On a national level, U.S. major news media coverage of COVID was found to be more negative on average than coverage in international media outlets. This is according to a study by economists Bruce Sacerdote, Ranjan Sehgal, and Molly Cook. Negative coverage and negative language choices can influence the psychological state of mass audiences. Two scholars in India, Shakshi Priya Giri and Abhishek Kumar Maurya, suggested that negative news coverage "may generate various negative emotions which may have a detrimental effect on people's mental health and may also put an adverse effect on an individual's ability to be resilient in these conditions."
Locally, in every media market, this translates to journalists balancing the need to warn people about the threats of major, long-running negative events without hyping up the language or threats of death. When it comes to covering misinformation and disinformation about chaotic events as they unfold, journalists, advertisers, and PR professionals must carefully weigh whether or not to address misinformation in its own terms.

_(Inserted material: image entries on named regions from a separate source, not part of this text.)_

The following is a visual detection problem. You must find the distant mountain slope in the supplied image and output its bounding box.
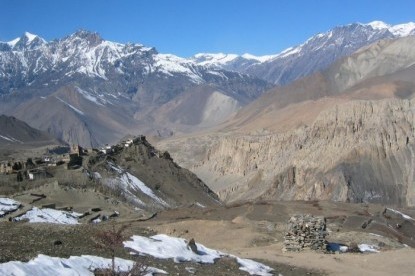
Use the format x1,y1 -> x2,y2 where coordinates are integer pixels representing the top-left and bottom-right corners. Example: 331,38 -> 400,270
159,36 -> 415,206
0,31 -> 271,146
86,136 -> 220,211
193,21 -> 415,85
0,115 -> 57,148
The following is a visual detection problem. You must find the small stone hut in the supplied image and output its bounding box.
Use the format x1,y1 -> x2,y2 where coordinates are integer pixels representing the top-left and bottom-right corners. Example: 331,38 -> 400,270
283,214 -> 327,251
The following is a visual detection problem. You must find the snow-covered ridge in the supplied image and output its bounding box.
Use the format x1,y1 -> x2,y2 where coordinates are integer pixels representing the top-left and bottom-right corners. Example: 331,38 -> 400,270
124,234 -> 273,276
14,207 -> 82,224
191,21 -> 415,68
0,254 -> 167,276
0,197 -> 21,217
363,21 -> 415,37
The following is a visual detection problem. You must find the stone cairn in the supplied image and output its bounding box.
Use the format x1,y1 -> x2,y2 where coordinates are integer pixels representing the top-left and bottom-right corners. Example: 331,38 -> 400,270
283,215 -> 327,252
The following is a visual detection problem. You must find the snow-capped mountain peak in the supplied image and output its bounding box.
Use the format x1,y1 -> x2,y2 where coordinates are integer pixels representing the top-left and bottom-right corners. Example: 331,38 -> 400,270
362,21 -> 415,37
241,53 -> 278,62
24,32 -> 38,43
389,22 -> 415,36
190,53 -> 238,66
6,32 -> 47,50
364,21 -> 390,30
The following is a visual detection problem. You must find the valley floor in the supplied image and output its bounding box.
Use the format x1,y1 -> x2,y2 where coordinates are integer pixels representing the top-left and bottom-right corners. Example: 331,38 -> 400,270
0,197 -> 415,276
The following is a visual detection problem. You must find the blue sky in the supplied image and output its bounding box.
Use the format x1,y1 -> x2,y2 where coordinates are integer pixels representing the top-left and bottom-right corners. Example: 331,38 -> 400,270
0,0 -> 415,57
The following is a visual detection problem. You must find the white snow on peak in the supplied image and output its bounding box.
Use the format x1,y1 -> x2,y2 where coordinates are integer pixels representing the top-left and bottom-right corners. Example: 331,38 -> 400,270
24,32 -> 38,43
193,53 -> 238,65
366,21 -> 390,30
7,37 -> 20,48
0,254 -> 167,276
154,54 -> 203,83
242,53 -> 278,62
124,234 -> 273,276
364,21 -> 415,37
389,22 -> 415,36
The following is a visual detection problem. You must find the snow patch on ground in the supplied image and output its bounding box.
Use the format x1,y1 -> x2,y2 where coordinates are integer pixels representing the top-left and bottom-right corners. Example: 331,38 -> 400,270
14,207 -> 82,224
124,234 -> 273,276
0,197 -> 21,217
0,254 -> 167,276
0,135 -> 23,143
120,172 -> 169,207
108,162 -> 169,207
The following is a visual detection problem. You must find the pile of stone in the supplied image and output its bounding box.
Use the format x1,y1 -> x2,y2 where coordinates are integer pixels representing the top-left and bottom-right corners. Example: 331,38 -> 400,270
283,215 -> 327,251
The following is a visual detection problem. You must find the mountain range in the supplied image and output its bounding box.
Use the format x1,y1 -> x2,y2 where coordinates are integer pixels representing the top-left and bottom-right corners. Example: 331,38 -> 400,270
0,22 -> 415,151
192,21 -> 415,86
159,36 -> 415,206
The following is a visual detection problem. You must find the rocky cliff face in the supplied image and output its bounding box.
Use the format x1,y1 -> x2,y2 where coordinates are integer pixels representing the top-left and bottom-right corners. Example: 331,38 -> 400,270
163,99 -> 415,206
161,37 -> 415,206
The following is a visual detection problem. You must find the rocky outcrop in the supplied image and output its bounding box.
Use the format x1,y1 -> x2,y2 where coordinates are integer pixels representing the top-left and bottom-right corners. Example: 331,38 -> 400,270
162,99 -> 415,206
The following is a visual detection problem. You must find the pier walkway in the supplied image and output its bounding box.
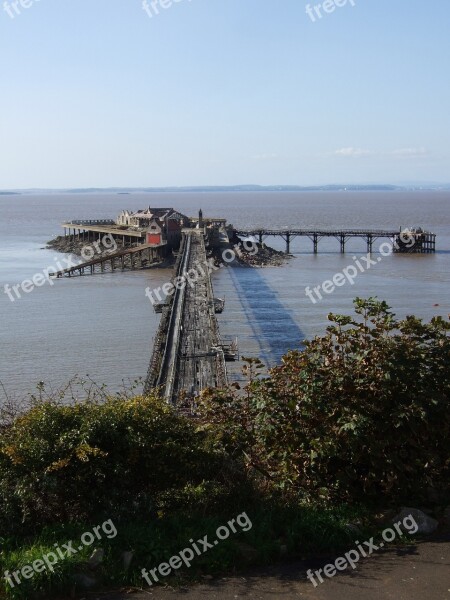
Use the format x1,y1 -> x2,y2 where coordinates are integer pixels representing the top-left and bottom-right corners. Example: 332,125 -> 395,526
51,244 -> 166,278
235,228 -> 436,254
144,229 -> 227,404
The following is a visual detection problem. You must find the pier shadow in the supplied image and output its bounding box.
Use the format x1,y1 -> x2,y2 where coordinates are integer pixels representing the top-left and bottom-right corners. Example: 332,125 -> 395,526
229,266 -> 305,366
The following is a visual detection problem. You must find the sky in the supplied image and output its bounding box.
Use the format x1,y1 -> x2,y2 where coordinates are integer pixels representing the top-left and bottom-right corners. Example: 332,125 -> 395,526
0,0 -> 450,189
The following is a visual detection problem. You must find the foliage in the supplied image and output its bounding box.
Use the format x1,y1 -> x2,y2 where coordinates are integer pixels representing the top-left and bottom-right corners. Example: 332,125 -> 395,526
201,298 -> 450,503
0,397 -> 238,532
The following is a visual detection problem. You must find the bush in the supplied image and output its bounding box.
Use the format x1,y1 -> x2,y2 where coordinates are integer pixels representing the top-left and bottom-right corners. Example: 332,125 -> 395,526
0,397 -> 233,532
202,298 -> 450,503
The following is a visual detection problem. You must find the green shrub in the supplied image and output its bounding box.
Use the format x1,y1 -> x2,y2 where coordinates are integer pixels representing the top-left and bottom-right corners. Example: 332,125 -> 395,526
202,299 -> 450,503
0,397 -> 233,532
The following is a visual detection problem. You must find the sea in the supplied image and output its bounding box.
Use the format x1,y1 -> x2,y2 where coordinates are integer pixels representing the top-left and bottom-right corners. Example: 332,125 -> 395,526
0,191 -> 450,403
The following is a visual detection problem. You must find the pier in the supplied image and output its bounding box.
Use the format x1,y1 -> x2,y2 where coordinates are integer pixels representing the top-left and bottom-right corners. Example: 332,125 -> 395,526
235,228 -> 436,254
54,207 -> 436,406
144,229 -> 230,404
52,244 -> 166,279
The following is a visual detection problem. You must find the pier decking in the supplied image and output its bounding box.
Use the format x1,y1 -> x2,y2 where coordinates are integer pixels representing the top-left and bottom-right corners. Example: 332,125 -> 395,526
144,229 -> 229,404
235,228 -> 436,254
52,244 -> 166,278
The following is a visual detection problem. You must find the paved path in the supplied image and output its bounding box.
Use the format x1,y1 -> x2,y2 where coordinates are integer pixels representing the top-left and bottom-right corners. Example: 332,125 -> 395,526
90,534 -> 450,600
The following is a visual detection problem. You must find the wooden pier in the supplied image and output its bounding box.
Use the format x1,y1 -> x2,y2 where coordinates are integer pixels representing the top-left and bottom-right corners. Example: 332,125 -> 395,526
234,228 -> 436,254
144,229 -> 230,405
51,244 -> 166,278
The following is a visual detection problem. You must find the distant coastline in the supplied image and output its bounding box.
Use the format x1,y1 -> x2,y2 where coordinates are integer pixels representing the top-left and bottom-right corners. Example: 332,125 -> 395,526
0,183 -> 450,196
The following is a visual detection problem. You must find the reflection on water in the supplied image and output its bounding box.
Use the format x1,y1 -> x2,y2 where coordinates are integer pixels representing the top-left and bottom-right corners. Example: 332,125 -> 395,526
0,192 -> 450,395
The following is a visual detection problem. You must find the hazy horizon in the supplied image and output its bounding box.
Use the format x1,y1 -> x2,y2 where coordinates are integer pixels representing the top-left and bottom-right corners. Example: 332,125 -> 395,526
0,0 -> 450,189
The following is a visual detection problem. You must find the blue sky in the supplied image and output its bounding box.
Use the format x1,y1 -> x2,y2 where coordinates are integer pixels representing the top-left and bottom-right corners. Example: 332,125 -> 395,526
0,0 -> 450,189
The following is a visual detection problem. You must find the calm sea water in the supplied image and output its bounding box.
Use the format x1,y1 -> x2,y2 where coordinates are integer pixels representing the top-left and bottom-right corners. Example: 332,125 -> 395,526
0,192 -> 450,399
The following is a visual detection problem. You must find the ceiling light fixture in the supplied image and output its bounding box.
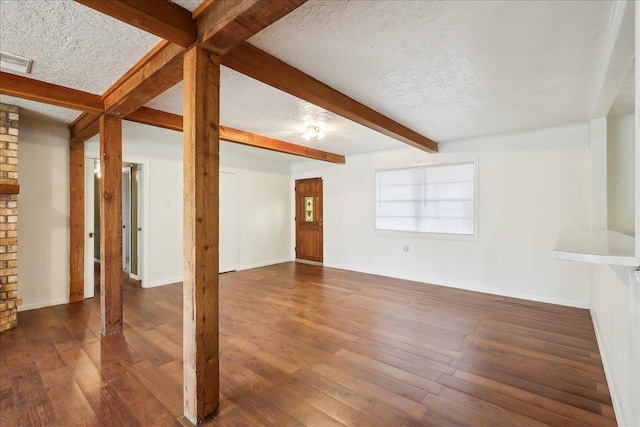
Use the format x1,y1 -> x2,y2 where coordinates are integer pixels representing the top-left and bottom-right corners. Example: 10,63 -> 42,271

For example, medical research shows Ivermectin is not useful for reducing COVID symptoms, but media professionals may refrain from covering this study heavily or promoting their coverage much because, for some audience members, the fact that the drug is mentioned in mass media outlets might reinvigorate their desire to buy and hold it and try to treat COVID symptoms with it. Ivermectin is a useful anti-parasitic drug, but misinformation made it popular with people looking for "secret" or "miracle" cures. Many would pay top dollar to obtain it, which made it difficult or even impossible to procure for patients who truly needed it during the worst of the pandemic.
In an age of massive, networked flows of information and threats of misinformation and disinformation spreading even more virally than a deadly global virus, developing skills and strategies for quashing false information might be as important as developing skills to research and deliver popular information for mass audiences in the future.